Si Anno Dracula rassemble de nombreux vampires de la littérature, ces derniers reprennent les grande caractéristiques établies par Stoker. Ils préfèrent de loin évoluer la nuit, même si les plus âgés tolèrent davantage la lumière du soleil. Ils ont besoin de s’abreuver régulièrement de sang pour survivre, et craignent avant toute chose les armes en argent. L’échange de sang est par ailleurs indispensable pour transformer un être humain en vampire. A noter que les anciens vampires, nommés Ainés, disposent souvent de pouvoirs propres à chacun et supérieurs à leurs descendants.

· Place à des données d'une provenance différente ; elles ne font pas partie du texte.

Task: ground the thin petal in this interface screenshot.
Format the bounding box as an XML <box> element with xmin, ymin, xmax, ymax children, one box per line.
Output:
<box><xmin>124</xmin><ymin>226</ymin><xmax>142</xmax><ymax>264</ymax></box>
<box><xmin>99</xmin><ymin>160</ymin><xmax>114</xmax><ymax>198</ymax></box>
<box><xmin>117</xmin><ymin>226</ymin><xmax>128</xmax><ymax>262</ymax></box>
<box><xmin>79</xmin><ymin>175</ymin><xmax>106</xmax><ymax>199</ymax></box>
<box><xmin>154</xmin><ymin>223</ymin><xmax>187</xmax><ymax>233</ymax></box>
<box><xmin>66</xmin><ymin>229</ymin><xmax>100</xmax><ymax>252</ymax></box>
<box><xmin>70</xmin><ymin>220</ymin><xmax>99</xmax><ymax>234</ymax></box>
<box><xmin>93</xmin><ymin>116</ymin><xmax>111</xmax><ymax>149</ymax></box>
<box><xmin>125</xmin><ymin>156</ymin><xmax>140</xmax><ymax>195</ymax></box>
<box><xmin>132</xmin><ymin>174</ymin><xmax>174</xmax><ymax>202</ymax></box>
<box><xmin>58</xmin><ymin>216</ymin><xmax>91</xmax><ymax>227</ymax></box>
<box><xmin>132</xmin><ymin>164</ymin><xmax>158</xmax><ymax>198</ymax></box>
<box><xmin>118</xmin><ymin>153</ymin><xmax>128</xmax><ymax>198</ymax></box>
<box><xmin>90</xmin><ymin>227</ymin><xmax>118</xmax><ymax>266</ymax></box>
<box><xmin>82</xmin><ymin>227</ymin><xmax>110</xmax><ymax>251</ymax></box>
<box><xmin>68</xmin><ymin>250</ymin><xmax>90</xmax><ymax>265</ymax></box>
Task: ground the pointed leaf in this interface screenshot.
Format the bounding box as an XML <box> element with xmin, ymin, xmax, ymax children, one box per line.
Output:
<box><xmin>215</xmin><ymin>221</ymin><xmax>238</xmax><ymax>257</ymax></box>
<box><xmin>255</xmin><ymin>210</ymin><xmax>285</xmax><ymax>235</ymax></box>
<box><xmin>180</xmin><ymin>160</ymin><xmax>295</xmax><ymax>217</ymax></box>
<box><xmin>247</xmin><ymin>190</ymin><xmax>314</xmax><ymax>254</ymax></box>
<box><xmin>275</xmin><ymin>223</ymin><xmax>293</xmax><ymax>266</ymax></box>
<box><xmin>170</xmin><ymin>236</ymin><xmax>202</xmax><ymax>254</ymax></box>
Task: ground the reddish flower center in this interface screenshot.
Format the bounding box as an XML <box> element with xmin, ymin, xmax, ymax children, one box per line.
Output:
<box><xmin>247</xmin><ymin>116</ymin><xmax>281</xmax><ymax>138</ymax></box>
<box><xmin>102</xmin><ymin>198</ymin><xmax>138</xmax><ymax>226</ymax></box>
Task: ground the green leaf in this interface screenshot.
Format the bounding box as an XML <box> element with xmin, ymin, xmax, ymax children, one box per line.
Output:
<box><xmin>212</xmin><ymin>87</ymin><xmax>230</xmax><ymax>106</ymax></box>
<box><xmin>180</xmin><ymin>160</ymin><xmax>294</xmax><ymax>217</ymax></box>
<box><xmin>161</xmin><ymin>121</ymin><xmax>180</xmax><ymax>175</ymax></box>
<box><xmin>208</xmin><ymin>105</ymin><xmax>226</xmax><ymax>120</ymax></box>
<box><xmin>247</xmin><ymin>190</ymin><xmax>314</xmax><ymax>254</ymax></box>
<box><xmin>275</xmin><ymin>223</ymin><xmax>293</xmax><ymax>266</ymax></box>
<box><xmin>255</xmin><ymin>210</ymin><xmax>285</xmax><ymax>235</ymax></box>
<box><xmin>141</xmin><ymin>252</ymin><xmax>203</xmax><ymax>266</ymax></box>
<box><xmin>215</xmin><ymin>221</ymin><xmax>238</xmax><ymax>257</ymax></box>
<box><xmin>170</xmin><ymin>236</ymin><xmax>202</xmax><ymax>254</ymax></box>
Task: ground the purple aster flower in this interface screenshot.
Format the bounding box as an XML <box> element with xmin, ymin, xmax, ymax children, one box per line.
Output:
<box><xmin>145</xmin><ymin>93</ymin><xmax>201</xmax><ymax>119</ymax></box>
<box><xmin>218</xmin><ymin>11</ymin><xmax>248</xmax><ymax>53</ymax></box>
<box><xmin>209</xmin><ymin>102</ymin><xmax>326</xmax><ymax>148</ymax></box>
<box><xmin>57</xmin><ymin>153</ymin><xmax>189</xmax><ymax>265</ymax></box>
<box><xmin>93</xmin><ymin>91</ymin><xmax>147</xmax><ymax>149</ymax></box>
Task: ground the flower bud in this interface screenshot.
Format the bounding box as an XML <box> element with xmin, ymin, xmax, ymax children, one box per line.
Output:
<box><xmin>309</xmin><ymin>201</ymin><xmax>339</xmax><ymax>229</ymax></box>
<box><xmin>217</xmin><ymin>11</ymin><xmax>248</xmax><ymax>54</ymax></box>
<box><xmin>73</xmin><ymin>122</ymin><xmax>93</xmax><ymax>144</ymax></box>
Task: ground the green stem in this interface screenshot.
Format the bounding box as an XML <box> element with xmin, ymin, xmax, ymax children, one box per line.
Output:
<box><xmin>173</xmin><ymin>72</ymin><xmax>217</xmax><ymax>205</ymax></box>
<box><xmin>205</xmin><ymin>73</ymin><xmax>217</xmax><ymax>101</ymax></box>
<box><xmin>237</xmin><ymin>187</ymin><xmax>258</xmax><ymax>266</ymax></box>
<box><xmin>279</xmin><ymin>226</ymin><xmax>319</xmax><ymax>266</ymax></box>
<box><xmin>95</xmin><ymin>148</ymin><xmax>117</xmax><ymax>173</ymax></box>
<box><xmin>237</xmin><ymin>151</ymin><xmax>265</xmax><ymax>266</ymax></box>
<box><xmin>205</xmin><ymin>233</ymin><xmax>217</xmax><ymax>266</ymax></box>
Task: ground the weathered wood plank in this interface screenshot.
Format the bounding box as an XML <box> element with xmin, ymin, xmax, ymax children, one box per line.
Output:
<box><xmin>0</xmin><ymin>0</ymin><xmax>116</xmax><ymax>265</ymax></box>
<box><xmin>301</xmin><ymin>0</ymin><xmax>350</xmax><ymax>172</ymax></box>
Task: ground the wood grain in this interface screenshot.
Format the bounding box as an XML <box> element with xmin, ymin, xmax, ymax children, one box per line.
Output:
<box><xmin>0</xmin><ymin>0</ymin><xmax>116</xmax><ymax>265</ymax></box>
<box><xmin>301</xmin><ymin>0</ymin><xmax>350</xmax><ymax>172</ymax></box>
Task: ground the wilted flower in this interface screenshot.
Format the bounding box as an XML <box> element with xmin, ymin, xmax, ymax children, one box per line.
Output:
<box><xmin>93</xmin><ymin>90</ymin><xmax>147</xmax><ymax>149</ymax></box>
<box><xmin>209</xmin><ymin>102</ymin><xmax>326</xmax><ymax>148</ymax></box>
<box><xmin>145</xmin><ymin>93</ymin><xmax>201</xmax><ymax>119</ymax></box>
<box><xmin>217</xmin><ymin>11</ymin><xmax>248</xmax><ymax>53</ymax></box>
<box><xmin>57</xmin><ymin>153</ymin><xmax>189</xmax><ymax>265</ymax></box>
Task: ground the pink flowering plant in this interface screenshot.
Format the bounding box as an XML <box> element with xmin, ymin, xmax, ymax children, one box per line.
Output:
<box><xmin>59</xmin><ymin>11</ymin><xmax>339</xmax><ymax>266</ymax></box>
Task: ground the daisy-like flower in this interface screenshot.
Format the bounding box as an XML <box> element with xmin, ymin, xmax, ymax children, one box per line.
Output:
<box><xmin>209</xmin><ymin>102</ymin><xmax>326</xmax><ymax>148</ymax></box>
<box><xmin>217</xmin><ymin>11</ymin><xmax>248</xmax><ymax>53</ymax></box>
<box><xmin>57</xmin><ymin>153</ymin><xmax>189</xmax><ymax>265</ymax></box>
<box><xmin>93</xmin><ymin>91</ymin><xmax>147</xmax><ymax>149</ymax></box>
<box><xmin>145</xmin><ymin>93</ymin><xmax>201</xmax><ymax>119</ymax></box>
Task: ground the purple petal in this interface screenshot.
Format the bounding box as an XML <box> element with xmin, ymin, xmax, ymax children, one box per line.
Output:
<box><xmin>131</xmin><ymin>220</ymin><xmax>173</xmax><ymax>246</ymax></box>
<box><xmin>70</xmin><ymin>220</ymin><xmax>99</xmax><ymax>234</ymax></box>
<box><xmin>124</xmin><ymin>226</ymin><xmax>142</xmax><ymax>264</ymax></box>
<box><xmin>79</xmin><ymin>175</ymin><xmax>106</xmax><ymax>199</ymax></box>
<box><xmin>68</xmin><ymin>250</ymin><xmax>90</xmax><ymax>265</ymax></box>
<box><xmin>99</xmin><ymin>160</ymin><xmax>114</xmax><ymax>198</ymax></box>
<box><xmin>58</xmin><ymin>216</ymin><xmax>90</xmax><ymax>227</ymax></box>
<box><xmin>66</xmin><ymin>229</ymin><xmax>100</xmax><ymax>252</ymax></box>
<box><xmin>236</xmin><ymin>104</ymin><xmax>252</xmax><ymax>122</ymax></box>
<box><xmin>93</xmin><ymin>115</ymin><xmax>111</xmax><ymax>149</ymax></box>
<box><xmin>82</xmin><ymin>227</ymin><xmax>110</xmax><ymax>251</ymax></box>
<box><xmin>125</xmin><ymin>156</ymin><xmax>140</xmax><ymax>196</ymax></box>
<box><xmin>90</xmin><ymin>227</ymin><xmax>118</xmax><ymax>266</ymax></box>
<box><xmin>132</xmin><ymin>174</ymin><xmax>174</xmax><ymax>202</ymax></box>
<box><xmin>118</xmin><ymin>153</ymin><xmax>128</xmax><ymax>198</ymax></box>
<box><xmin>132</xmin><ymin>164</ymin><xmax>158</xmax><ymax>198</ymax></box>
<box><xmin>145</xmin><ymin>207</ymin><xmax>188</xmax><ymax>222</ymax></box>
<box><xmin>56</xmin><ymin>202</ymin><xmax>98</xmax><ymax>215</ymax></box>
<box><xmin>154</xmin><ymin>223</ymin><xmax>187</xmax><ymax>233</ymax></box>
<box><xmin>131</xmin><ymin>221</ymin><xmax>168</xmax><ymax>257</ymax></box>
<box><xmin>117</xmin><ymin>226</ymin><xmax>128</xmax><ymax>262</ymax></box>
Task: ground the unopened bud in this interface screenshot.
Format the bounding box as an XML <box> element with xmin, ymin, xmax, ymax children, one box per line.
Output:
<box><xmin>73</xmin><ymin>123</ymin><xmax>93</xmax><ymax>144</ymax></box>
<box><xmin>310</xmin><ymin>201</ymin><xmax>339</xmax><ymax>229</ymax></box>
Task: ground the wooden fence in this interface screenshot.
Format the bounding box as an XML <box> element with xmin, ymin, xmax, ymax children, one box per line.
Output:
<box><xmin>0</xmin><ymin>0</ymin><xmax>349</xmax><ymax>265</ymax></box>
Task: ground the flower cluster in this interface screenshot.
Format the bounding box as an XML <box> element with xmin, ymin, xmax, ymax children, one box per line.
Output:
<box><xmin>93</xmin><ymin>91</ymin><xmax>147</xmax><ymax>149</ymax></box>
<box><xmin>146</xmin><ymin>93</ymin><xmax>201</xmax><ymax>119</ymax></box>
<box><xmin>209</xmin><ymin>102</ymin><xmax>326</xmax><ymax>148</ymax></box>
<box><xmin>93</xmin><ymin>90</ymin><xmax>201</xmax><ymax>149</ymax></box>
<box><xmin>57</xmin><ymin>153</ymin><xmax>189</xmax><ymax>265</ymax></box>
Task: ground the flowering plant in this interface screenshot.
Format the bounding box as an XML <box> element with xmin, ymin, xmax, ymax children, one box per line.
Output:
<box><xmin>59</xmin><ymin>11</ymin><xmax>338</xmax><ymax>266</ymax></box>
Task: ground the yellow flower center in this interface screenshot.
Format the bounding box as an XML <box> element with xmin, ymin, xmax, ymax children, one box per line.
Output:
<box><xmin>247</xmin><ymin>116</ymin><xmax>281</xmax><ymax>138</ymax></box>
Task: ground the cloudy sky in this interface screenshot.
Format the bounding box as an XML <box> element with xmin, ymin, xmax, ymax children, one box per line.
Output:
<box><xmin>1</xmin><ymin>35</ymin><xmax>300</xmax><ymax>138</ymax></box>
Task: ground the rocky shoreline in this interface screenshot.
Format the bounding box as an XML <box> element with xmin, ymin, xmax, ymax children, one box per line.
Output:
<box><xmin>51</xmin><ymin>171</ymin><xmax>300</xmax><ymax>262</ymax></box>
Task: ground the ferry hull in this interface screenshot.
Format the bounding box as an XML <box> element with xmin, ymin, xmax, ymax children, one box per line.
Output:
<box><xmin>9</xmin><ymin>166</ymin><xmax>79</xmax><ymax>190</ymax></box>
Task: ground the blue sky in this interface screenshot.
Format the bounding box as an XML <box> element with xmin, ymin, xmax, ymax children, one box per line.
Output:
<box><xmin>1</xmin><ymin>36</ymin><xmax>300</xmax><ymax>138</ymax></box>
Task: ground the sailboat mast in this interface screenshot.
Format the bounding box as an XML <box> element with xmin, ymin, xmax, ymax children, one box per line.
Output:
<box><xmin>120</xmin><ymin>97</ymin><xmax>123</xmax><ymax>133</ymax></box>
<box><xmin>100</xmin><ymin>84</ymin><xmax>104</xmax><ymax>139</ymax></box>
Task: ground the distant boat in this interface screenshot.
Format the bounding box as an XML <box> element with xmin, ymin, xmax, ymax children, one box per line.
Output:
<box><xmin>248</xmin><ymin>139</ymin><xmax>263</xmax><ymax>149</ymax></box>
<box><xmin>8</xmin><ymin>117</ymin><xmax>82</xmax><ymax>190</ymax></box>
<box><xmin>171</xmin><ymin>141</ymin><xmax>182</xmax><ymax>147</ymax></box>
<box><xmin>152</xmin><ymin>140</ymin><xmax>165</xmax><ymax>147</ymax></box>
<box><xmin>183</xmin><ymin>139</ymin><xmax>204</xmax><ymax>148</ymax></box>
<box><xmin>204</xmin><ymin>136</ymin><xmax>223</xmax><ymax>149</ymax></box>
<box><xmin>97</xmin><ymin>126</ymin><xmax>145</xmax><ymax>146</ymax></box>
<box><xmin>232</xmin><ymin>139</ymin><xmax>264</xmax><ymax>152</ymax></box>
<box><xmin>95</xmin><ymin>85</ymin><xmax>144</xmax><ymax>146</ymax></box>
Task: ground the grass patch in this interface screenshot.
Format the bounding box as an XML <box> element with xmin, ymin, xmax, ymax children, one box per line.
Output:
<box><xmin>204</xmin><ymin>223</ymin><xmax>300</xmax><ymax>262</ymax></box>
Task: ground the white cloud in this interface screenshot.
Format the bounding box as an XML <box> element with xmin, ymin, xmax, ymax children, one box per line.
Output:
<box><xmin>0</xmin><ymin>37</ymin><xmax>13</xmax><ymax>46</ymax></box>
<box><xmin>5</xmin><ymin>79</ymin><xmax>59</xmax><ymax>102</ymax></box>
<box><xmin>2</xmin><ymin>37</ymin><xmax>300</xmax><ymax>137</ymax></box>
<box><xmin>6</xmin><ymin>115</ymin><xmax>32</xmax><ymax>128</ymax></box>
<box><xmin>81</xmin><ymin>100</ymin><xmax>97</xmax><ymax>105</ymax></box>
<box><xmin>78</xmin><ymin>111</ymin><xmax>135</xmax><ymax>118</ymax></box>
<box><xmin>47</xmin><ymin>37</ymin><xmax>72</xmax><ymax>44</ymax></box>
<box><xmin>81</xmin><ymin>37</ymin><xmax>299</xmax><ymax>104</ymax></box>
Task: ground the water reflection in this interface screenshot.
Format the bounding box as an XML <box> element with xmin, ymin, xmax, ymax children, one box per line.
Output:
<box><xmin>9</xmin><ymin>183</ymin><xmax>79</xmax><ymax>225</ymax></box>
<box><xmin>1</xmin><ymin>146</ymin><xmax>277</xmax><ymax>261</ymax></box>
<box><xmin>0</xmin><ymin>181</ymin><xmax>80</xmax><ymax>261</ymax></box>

Lors de ma première lecture, Anno Dracula a été comme une révélation, et la relecture n’a fait que confirmer cet état de fait. Un hommage écrit par un auteur disposant d’une connaissance encyclopédique sur le vampire de littérature et l’époque victorienne qui parvient avec brio à mettre ces éléments au service d’une intrigue qui tient autant du polar victorien que du roman fantastique. Et s’avère au final un premier volet (même s’il peut être lu indépendamment de la suite) incontournable autant pour qui s’intéresse aux vampires que pour les amateurs de littérature avec un grand L. Et les bonus ajoutés à cette présente édition ne gâchent en rien la donne, entre fin inédite (initialement celle de la nouvelle à la base du roman), annotations passionnantes sur la genèse du texte et nouvelle inédite. Le tout rehaussé par une couverture qu’on aurait plaisir à exposer sous verre.
Ce roman est excellent. Je l’ai lu il y a quelques années et j’en garde un très bon souvenir. Non seulement l’intrigue est prenante, mais il y a une complicité avec l’auteur qui naît des références culturelles et qui en fait plus qu’une simple histoire de vampires. Il faut par contre avoir cette culture "vampirique" pour savourer pleinement le roman. Inutile de préciser que les deux autres tomes de la trilogie sont tout aussi plaisants.
Au-delà d’avoir de bonnes références en littérature vampirique, je dirais même que c’est une bonne connaissance de l’époque abordée et de l’ensemble de la production littéraire et artistique de cette même époque qu’il est bon d’avoir pour aborder ce roman dans son ensemble.
En tout cas, cette série est ce que j’ai lu de mieux sur le sujet depuis bien des mois.